2) Have no idea when the topic is being discussed or brought up in a paper, having to go home and expecting to be able to discuss it in detail the next week.

If you have time, I'd go with option 1).

 

[pervect]

Parallel transport and basis vectors are fundamental.

The others are all good to know, but you don't have to know them right away.

 

[kent davidge]

Parallel transport and basis vectors are fundamental.

Is parallel transport more fundamental than other types of transport? Like Fermi-Walker transport.

 

[pervect]

Is parallel transport more fundamental than other types of transport? Like Fermi-Walker transport.

In my opinion, yes. Parallel transport defines geodesic (geodesics are curves that parallel transport their tangent vectors), and the covariant derivative, both of which are vital.
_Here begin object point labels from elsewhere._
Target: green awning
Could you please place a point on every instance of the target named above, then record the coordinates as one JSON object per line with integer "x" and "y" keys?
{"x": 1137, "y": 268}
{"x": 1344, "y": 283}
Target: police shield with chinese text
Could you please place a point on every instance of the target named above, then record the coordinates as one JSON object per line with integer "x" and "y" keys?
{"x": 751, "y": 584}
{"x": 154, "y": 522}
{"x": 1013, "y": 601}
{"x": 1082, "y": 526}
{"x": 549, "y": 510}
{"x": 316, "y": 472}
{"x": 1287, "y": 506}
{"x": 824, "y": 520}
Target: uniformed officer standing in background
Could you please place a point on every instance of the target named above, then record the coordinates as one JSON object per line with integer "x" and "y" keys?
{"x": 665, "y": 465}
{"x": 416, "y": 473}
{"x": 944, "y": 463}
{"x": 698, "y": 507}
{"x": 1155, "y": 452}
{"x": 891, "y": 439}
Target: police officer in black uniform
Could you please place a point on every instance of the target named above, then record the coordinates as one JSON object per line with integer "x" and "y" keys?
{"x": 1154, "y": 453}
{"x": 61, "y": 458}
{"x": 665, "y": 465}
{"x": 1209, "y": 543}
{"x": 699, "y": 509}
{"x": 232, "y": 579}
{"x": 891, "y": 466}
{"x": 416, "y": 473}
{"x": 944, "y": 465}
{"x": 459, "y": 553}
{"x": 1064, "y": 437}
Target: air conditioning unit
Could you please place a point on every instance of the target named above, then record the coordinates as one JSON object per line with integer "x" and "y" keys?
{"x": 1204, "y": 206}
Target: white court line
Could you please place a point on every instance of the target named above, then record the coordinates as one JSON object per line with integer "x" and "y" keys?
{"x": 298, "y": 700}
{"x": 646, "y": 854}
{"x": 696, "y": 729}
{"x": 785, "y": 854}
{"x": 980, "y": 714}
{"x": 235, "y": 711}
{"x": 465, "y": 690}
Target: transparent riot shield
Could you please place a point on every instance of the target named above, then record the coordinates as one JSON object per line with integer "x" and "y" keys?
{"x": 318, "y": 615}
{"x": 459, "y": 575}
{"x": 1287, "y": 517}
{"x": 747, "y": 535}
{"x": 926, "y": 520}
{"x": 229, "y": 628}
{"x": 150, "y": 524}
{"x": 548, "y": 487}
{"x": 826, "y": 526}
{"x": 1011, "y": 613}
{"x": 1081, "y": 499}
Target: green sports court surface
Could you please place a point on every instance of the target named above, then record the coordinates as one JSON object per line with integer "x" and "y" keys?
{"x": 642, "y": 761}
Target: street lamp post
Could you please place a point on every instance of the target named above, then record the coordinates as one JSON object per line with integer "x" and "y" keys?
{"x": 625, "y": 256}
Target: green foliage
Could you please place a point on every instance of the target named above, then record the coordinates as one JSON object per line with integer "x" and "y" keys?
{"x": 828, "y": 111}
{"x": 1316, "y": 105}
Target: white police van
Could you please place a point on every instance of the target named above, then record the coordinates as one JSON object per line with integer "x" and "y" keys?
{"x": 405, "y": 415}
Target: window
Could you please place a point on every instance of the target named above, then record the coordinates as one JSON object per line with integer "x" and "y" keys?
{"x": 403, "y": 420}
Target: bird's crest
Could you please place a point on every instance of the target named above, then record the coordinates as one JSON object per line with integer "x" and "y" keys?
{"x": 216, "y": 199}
Pre-requisite concepts are the notion of a vector (as far as I know, you can't talk about transporting vectors until you know what they are, though I can't rule out the possibility of some alternative that I've never studied), and the notion of a connection. Picking out a specific connection is also needed to make parallel transport unique. Any connection defines some notion of parallel transport and thus some notion of geodesics. Using the Levi-Civita connection makes geodesics curves of extremal length. It remains then to show that the Levi-Civita connection is the unique torsion free connection that is metric compatible (and to define metric compatible).

Fermi-walker transport isn't stressed as much, it's important for Fermi-normal coordinates. While Fermi-normal coordaintes are not tyhpically stressed, I find them very useful in providing physical interpretations of the math and as a way to define the notion of "an observer".

 

[kent davidge]

to define the notion of "an observer"

what is the more natural coordinate system used by an observer? if any..

 

[pervect]

what is the more natural coordinate system used by an observer? if any..

SOme of this is a matter of opinion - I think Fermi normal coordinates are an important local coordinate system. They are useful in the region near a reference worldline. Harmonic coordinates also have some very nice properties, especially for weak fields.

 

[PAllen]

How much essential is it to learn concepts such as
- different types of transport of vectors, like Fermi Walker and Parallel transport;
- different frames (basis vectors);
- tensor densities and integrations
To put it another way, do they play a important role in the theory? If one for some reason does not know much about them (although they seem to be easy for me, so it would be easy to have a grasp), would this person still succeed?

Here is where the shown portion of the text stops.